PIPELINES: SOUTH STREAM AND TAP

In the meantime, the two major under-construction pipelines to Europe are proceeding as expected.

On Wednesday, the South Stream project confirmed its intention to construct a 59-kilometer gas pipeline branch to bring gas to consumers in Bulgaria, Turkey, Greece and Macedonia.

‘Despite the numerous opponents of South Stream and the opinions of European sceptics doubting the success of the project aimed at constructing a new gas trunk line from Russia to Southern and Central Europe, it is progressing at a fast pace,’ reads the Gazprom Magazine.

The project confirmed that the gas pipeline commissioning is scheduled for December 2015. The full design capacity of 63 billion cubic meters a year is expected in 2018.

A few hours later, on Thursday, Trans Adriatic Pipeline (TAP) AG announced the second phase of the market test, requesting interested parties to register before 7 March 2014.

TAP, the pipeline connecting Azerbaijan to Italy, will start the Booking Phase to expand capacity on 17 March.
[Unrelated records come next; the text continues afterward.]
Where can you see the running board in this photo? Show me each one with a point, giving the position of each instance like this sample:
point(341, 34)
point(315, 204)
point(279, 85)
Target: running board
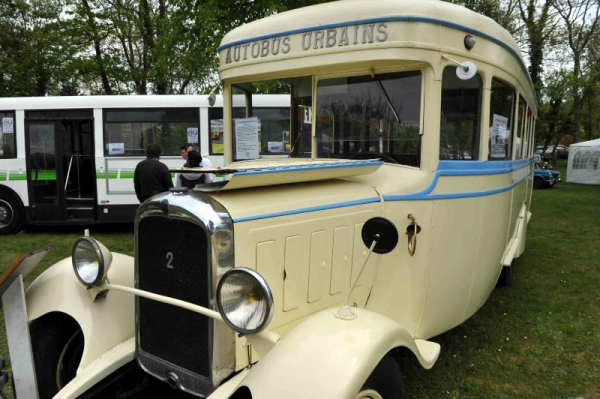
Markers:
point(428, 350)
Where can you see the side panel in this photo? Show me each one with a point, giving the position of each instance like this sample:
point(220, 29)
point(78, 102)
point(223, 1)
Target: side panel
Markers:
point(456, 231)
point(491, 250)
point(302, 363)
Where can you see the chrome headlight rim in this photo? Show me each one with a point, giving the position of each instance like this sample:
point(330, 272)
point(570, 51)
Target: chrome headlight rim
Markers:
point(101, 264)
point(266, 289)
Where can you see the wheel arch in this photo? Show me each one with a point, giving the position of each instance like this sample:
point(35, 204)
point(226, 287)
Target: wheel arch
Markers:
point(22, 209)
point(328, 357)
point(57, 294)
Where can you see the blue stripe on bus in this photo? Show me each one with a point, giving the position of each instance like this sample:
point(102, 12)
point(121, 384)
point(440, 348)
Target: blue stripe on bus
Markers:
point(465, 168)
point(308, 209)
point(389, 19)
point(298, 168)
point(445, 168)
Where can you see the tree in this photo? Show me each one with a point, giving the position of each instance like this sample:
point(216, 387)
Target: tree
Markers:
point(538, 26)
point(35, 58)
point(580, 18)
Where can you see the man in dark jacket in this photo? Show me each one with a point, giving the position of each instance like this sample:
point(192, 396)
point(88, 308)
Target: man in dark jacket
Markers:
point(151, 176)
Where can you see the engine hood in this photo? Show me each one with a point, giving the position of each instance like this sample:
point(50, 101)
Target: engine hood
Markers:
point(283, 171)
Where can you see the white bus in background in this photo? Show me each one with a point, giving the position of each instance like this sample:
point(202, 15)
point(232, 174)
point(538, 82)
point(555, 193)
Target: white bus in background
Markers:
point(70, 160)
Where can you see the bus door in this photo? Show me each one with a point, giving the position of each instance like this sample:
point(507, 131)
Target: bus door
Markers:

The project was endorsed by the European Commission, which added it to the list of 250 key energy infrastructure projects that will benefit from accelerated licensing procedures. 

NEW OPPORTUNITIES IN ESTABLISHED COUNTRIES

More competition is the other side of increased differentiation. When these new projects will bring new gas to Europe, traditional exploration areas will come under mounting pressure.

It comes as no surprise that Norway’s government could promote energy law changes in order to align local costs of exploration with neighbour countries, aware of the rising importance of legislation for production from floating rigs.

“That is one of the thing we need to consider. The need for drilling capacity from floating rigs will become even greater,” Petroleum and Energy Minister Tord Lien recently said.

Other traditional producers are trying to gain momentum as well. Romania reported a year-on-year increase of hydrocarbon production for the first time since Petrom’s privatization in 2004. The Romanian company and Austria’s OMV both see good opportunities onshore and in the Black Sea. Bucharest could take advantage of a better business environment stemming from its liberalization programme.

On the other hand, United Kingdom’s Centrica is switching its attention from North Sea to Norway and North America, trying to reverse the on-going production decline. The British company sees a difficult year ahead. 

‘Market conditions are set to remain challenging in 2014 with margin pressures and unusual weather patterns on both sides of the Atlantic, rising unit costs in the North Sea and weak economics for gas storage and gas-fired power generation,’ Sam Laidlaw, Centrica Chief Executive, commented in a note released on Thursday.

In this sense, the next months will remain tough despite increasing opportunities and new projects pushed forward by the European Union.

The main risk from Brussels would be a worsening of its ties with Moscow and the situation in Kiev could not be underestimated. It remains a source of risk for gas transit and for cooperation between Russia and Europe.